TONGCHANG-RI, KOMPAS.com — Sejumlah wartawan, Minggu (8/4/2012), diberi gambaran sekilas yang tergolong langka tetang persiapan peluncuran roket Korea Utara. Para wartawan itu dibawa ke Stasiun Peluncuran Satelit Sohae di Tongchang-ri, di barat laut negara yang tertutup itu.
Korea Utara (Korut) mengumumkan bulan lalu bahwa negara itu akan meluncurkan sebuah roket yang akan membawa sebuah satelit antara tanggal 12 dan 16 April untuk menandai peringatan 100 tahun kelahiran Kim Il Sung, pendiri negara komunis tersebut. Hari ulang tahun Kim jatuh pada 15 April, yang dikenal sebagai "Hari Matahari", dan merupakan hari libur utama dalam kalender Korut.
Pyongyang mengatakan, operasi peluncuran itu untuk tujuan damai, tetapi Jepang, Amerika Serikat, dan Korea Selatan melihat peluncuran itu sebagai kedok bagi uji coba rudal balistik jarak jauh.
Peluncuran sebuah roket jarak jauh oleh Korut akan melanggar sebuah resolusi Dewan Keamanan PBB. Washington pun telah membatalkan kesepakatan terbaru untuk memberikan bantuan pangan kepada Korea Utara. Jepang mengatakan akan menembak jatuh setiap roket yang masuk ke wilayahnya.
"Jika kalian mencari sendiri dengan mata kalian sendiri, Anda bisa menilai apakah itu sebuah rudal balistik, atau apakah itu peluncuran wahana untuk menempatkan sebuah satelit ke orbit," kata Jang Myong Jin, kepala tempat peluncuran itu, melalui penerjemah seperti dikutip CNN, Senin. "Itu sebabnya kami mengundang Anda ke tempat peluncuran ini."
Para jurnalis itu—yang tidak diizinkan untuk membawa laptop atau ponsel ke lokasi itu, tetapi diizinkan untuk membuat film—ditunjukkan pusat kontrol dan satelit yang kata para pejabat akan ditembakkan ke ruang angkasa. Roket itu sendiri panjangnya 30 meter. Warnanya putih, dengan bintik merah dan biru.

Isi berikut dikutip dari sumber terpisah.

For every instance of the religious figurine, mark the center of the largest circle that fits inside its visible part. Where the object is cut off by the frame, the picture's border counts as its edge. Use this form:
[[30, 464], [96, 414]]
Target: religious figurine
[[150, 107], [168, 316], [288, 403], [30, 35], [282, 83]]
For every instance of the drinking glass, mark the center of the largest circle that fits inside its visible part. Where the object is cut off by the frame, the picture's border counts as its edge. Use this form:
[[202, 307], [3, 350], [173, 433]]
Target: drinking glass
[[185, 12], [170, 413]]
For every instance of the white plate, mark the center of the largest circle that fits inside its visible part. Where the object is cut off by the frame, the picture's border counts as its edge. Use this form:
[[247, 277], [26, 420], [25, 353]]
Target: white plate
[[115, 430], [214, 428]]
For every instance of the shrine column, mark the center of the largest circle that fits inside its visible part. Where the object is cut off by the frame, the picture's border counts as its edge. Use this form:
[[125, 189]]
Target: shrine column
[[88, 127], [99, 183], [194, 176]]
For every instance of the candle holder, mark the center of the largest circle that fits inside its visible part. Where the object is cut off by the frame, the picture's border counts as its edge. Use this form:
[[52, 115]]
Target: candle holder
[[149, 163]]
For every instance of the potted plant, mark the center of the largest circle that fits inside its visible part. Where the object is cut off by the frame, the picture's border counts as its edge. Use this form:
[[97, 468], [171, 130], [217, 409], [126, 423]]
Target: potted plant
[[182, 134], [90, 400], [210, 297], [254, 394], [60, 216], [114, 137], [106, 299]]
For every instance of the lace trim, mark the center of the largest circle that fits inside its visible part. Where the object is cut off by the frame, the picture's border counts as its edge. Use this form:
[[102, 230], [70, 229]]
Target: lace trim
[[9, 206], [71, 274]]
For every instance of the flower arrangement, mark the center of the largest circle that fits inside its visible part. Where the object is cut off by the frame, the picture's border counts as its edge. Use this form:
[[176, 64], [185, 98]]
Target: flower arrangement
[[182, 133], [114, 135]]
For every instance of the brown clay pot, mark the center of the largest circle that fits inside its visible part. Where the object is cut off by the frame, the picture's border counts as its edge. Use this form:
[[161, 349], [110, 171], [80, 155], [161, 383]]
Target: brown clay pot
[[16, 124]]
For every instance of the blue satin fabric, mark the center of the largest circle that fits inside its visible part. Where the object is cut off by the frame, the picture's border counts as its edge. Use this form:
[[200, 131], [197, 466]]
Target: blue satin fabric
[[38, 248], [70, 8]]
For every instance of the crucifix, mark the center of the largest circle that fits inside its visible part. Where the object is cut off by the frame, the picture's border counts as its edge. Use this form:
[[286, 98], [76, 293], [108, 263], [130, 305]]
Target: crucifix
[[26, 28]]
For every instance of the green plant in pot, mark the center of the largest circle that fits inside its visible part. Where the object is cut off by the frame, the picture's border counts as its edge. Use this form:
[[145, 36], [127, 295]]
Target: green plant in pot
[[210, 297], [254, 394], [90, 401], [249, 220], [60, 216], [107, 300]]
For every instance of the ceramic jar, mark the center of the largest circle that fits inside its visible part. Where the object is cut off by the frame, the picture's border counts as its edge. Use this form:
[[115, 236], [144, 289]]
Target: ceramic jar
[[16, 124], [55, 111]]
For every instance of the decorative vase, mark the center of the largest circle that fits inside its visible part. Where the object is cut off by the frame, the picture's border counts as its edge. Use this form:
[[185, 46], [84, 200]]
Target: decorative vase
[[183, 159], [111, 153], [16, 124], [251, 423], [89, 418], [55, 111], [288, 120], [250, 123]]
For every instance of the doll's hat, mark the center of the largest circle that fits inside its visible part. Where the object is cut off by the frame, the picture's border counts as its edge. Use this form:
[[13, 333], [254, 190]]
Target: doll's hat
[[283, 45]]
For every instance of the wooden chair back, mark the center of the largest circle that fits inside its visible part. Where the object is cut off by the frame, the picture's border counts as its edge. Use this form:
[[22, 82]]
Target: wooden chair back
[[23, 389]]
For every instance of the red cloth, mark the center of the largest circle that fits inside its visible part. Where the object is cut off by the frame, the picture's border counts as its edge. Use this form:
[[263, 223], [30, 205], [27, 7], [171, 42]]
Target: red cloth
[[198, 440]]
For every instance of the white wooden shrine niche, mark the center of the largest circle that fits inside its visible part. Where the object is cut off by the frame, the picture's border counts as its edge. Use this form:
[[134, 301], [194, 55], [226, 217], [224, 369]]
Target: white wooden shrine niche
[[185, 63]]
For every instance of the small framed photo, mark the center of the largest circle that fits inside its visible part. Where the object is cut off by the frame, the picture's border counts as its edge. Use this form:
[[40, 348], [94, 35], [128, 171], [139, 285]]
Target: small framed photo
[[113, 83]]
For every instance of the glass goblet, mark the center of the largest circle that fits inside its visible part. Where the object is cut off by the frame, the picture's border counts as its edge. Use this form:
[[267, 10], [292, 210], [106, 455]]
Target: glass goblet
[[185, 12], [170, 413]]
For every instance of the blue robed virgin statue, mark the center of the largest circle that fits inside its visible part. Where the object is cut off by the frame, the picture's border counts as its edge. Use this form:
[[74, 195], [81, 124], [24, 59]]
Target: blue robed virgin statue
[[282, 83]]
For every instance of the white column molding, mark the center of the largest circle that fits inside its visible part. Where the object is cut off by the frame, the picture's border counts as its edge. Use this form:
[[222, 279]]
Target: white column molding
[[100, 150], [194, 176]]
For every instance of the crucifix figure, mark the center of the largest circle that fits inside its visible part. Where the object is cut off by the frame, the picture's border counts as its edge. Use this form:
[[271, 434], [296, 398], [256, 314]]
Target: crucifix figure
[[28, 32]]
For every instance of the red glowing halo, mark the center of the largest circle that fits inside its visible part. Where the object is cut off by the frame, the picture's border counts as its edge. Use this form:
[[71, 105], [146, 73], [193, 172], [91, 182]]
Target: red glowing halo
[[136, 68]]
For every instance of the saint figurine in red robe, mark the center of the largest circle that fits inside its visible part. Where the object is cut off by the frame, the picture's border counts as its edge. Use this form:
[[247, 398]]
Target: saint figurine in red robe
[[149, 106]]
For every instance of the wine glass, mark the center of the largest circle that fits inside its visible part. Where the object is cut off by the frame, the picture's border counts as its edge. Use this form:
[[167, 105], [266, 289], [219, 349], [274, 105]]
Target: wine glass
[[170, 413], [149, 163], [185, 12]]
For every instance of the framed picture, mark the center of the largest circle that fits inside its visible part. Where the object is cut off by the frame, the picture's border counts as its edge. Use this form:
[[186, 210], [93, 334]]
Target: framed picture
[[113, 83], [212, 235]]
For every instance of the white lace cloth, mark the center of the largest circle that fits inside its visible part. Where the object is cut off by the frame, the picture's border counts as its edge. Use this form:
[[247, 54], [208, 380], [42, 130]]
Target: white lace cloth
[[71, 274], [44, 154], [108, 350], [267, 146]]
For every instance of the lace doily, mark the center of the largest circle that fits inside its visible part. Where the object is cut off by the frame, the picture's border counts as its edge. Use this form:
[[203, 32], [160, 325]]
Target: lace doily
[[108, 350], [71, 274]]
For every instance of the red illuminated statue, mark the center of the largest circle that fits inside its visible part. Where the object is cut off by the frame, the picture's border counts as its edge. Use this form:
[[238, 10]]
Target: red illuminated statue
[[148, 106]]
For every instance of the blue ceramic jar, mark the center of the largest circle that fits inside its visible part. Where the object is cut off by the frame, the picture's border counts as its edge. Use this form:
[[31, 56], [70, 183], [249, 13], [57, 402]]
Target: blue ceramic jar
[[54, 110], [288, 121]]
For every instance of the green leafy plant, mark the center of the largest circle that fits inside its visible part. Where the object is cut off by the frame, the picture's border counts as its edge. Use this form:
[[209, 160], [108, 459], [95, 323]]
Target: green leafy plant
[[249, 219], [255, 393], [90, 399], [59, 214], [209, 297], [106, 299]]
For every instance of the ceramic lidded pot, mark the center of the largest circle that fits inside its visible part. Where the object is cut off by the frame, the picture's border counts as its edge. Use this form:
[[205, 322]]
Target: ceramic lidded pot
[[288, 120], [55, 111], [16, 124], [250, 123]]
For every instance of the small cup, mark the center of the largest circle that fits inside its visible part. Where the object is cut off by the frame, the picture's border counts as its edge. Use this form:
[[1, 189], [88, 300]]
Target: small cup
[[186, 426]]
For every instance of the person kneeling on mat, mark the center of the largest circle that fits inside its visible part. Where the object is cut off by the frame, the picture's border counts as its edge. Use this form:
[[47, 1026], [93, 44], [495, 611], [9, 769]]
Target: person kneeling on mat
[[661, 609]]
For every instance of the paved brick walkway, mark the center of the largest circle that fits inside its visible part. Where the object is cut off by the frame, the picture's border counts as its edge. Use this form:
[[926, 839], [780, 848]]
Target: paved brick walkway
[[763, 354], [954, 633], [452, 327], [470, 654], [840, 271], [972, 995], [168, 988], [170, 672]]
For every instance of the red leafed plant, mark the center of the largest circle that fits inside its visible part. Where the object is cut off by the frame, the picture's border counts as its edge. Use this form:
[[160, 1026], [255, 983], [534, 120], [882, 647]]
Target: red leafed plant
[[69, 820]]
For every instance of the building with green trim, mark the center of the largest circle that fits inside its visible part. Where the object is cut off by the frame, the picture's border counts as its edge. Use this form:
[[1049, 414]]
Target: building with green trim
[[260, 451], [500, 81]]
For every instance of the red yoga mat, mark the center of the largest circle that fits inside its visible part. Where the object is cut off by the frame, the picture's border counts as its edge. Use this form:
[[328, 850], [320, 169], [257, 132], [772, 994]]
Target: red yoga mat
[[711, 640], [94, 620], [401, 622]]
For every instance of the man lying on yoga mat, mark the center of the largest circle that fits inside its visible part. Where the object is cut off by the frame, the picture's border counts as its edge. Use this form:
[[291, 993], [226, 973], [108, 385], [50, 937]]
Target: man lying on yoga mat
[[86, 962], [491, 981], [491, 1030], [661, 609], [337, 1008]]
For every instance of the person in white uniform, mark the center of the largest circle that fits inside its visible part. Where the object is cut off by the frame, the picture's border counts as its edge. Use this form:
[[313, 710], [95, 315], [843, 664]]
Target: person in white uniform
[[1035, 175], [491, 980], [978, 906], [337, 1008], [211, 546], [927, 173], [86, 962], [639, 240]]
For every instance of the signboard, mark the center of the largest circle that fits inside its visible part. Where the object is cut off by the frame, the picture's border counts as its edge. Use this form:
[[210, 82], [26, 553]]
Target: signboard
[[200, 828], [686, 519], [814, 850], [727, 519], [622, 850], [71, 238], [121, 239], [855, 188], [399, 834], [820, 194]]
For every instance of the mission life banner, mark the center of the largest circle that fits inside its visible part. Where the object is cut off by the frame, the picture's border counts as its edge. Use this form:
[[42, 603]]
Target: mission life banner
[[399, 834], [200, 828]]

Para pemimpin internasional telah mendesak Korut untuk membatalkan peluncuran itu, tetapi Pyongyang menolak untuk mundur. Negara itu menekankan, operasinya untuk tujuan ilmiah.
Kali terakhir Pyongyang melakukan apa yang digambarkan sebagai peluncuran satelit pada April 2009. Ketika itu, Dewan Keamanan PBB mengutuk aksi tersebut dan menuntut hal itu tidak boleh diulang.
Seorang analis independen Eropa yang berkunjung ke lokasi peluncuran itu mengatakan, ia tidak melihat ada hal yang harus membuat orang mengibarkan bendera merah. "Saya tidak tahu apa yang ingin mereka lakukan di masa depan, tetapi apa yang kami lihat adalah sebuah peluncur ruang angkasa," kata Christian Lardier, analis itu.